All of the mso-test results are coming from Word 2019. I use Word 2010 as a confirmation while I am bibisecting.

And since I'm replying anyway, I'll also mention a few other examples I've since run across lately:
-NN27a.doc: attachment 97866 [details] Details from Bug 77314 [5 pages instead of 4 (because footer is taller now)]

-С днем рождения.doc: attachment 83362 [details] Details from Bug 67582 [Page 8's "dog and presents" greeting]

-2 Praktinis darbas.doc: attachment 128028 [details] from Bug 103254 [not a clear example, but 6 pages instead of 5]
Comment 9 Justin L 2025-07-21 19:45:20 UTC
Created attachment 201929 [details]
forum-en-9318.doc: interesting example where spacing is SMALLER than it should be: Courier New
Comment 10 Jonathan Clark 2025-07-22 16:52:16 UTC
It's strange. In all of these documents, Copts60 is null - so fDntBlnSbDbWid should be unset. LO should be parsing Copts60 correctly according to the MS-DOC reference, but when Word reads these files it treats them like fDntBlnSbDbWid is set.

(In reply to Justin L from comment #8)
> Created attachment 201909 [details]
> ooo19070-1_minimal_word2019.pdf: oh good - MSO 2019 is same as 2003
> 
> (In reply to Jonathan Clark from comment #7)
> > When I open this file in new versions of
> > Microsoft Word, I see the same overflow we now see in Writer. 
> That is from "Word as a web page" right? That is never reliable...
> All of the mso-test results are coming from Word 2019. I use Word 2010 as a
> confirmation while I am bibisecting.

My screenshot was from the desktop version: Microsoft® Word for Microsoft 365 MSO (Version 2506 Build 16.0.18925.20076) 64-bit
Comment 11 Jonathan Clark 2025-07-23 17:43:54 UTC
*** Bug 167554 has been marked as a duplicate of this bug. ***
Comment 12 Jonathan Clark 2025-07-23 17:55:51 UTC
I think what I'm going to do is commit a change to temporarily disable handling this flag in DOC files, and reopen bug 88908 with a pointer to this comment.

The code to parse the fDntBlnSbDbWid compat flag is correct. However, Word has some other mechanism to control whether or not that flag's value is actually applied to a document. I have no idea what it is. I looked at all of the likely Dop fields across a bunch of different documents, but I couldn't see any patterns. The only thing I can think of is maybe branching off the Dop structure version/size, but I have low confidence for that. I'd need better evidence before trying something so hacky.

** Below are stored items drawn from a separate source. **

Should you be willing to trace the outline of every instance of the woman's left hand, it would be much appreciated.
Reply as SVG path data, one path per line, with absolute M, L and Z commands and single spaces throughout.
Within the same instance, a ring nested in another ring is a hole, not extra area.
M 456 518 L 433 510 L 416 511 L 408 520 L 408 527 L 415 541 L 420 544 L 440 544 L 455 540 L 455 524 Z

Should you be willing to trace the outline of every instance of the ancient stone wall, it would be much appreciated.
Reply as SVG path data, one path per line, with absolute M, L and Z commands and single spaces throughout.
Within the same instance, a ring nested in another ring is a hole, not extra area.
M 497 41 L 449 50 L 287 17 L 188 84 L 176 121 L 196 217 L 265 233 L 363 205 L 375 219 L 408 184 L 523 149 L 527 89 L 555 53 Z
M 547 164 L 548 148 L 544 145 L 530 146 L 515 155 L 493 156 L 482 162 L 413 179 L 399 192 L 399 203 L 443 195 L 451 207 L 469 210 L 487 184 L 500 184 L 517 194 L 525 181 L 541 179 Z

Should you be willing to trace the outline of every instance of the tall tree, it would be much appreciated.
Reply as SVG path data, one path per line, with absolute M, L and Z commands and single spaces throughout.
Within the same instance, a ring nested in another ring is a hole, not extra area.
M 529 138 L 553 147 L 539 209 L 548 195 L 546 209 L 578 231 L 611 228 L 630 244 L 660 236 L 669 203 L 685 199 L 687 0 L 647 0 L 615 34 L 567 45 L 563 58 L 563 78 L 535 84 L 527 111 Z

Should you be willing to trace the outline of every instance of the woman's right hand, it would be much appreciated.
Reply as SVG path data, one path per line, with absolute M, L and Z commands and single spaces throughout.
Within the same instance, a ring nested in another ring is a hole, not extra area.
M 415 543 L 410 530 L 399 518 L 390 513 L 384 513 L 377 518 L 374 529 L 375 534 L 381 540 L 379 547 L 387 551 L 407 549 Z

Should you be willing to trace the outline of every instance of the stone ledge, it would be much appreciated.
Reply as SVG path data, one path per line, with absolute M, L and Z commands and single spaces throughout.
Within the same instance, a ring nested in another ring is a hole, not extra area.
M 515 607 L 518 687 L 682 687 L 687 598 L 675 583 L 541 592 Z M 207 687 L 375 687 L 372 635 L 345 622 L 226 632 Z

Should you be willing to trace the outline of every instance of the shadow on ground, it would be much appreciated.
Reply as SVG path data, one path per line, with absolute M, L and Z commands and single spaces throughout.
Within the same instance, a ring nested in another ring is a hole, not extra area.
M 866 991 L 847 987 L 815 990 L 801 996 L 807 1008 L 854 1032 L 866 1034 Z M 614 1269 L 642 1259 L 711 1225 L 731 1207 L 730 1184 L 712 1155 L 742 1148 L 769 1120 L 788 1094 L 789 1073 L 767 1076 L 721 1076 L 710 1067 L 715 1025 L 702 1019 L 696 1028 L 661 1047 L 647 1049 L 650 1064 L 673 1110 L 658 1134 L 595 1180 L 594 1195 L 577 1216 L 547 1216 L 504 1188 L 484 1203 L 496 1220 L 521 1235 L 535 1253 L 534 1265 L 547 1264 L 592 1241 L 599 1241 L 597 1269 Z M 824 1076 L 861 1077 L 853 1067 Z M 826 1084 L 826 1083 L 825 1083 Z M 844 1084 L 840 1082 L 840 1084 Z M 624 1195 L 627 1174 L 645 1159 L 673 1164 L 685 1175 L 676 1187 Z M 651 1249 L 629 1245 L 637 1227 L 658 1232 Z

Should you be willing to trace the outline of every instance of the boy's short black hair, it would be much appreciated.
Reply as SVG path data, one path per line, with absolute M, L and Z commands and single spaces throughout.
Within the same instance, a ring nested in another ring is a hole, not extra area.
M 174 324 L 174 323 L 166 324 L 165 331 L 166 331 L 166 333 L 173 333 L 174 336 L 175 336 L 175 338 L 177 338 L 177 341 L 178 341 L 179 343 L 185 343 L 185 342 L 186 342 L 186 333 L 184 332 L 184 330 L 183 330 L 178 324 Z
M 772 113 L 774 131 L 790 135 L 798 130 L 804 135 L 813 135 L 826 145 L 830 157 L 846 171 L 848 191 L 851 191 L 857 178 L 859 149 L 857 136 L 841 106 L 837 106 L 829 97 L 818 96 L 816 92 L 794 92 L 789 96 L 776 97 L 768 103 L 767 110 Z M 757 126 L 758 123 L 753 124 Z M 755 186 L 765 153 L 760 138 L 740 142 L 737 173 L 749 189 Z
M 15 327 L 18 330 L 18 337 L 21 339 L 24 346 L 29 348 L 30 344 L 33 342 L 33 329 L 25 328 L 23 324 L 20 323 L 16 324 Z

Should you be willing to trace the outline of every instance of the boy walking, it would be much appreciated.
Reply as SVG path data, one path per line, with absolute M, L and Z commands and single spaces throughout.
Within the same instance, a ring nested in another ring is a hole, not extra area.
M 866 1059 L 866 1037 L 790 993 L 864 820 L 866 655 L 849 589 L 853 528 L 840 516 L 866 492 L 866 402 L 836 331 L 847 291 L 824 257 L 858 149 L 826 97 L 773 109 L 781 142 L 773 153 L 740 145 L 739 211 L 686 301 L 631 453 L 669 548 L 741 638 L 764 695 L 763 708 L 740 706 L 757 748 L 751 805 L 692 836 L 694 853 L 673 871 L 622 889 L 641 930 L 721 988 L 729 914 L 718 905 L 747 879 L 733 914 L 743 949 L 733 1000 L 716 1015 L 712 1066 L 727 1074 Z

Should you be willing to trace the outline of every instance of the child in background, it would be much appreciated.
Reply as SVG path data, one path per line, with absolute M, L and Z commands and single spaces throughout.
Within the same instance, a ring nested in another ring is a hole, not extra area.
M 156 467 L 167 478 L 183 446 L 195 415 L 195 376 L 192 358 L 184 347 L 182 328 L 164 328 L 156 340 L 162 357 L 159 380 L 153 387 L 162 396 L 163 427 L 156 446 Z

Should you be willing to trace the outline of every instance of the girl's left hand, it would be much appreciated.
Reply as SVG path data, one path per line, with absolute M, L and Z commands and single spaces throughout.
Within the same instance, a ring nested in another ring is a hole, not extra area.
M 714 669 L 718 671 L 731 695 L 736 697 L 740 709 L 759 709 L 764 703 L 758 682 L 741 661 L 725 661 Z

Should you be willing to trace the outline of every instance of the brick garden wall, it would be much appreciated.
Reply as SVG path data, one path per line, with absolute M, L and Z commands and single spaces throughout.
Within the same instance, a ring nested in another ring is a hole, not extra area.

I'm also somewhat concerned that this isn't specific to fDntBlnSbDbWid. This bug could be a hint at a more general Copts masking feature that we don't implement. If so, it's possible we're flipping other compat flags on documents that we shouldn't and just haven't noticed yet.
Comment 13 Justin L 2025-07-23 18:06:53 UTC
(In reply to Jonathan Clark from comment #12)
> I think what I'm going to do is commit a change to temporarily disable
> handling this flag in DOC files,
Sounds good to me.

> I'm also somewhat concerned that this isn't specific to fDntBlnSbDbWid. This
> bug could be a hint at a more general Copts masking feature that we don't
> implement. If so, it's possible we're flipping other compat flags on
> documents that we shouldn't and just haven't noticed yet.
Yes that was my concern as well. I also was looking at the documentation trying to see if there was a masking feature, but didn't see anything...
Comment 14 Commit Notification 2025-07-23 20:52:36 UTC
Jonathan Clark committed a patch related to this issue.
It has been pushed to "master":

https://git.libreoffice.org/core/commit/510cdadd6199c19406a021e1fb0cc29ce21b5e29

tdf#167552 sw: Disable DOC handling of fDntBlnSbDbWid compat flag

It will be available in 26.2.0.

The patch should be included in the daily builds available at
https://dev-builds.libreoffice.org/daily/ in the next 24-48 hours. More
information about daily builds can be found at:
https://wiki.documentfoundation.org/Testing_Daily_Builds

Affected users are encouraged to test the fix and report feedback.
Comment 15 Jonathan Clark 2025-07-23 21:11:02 UTC
The doc regression shouldn't happen anymore, so I'm marking this bug fixed.

We can use bug 88908 to track reimplementing fDntBlnSbDbWid once this mystery mechanism is known.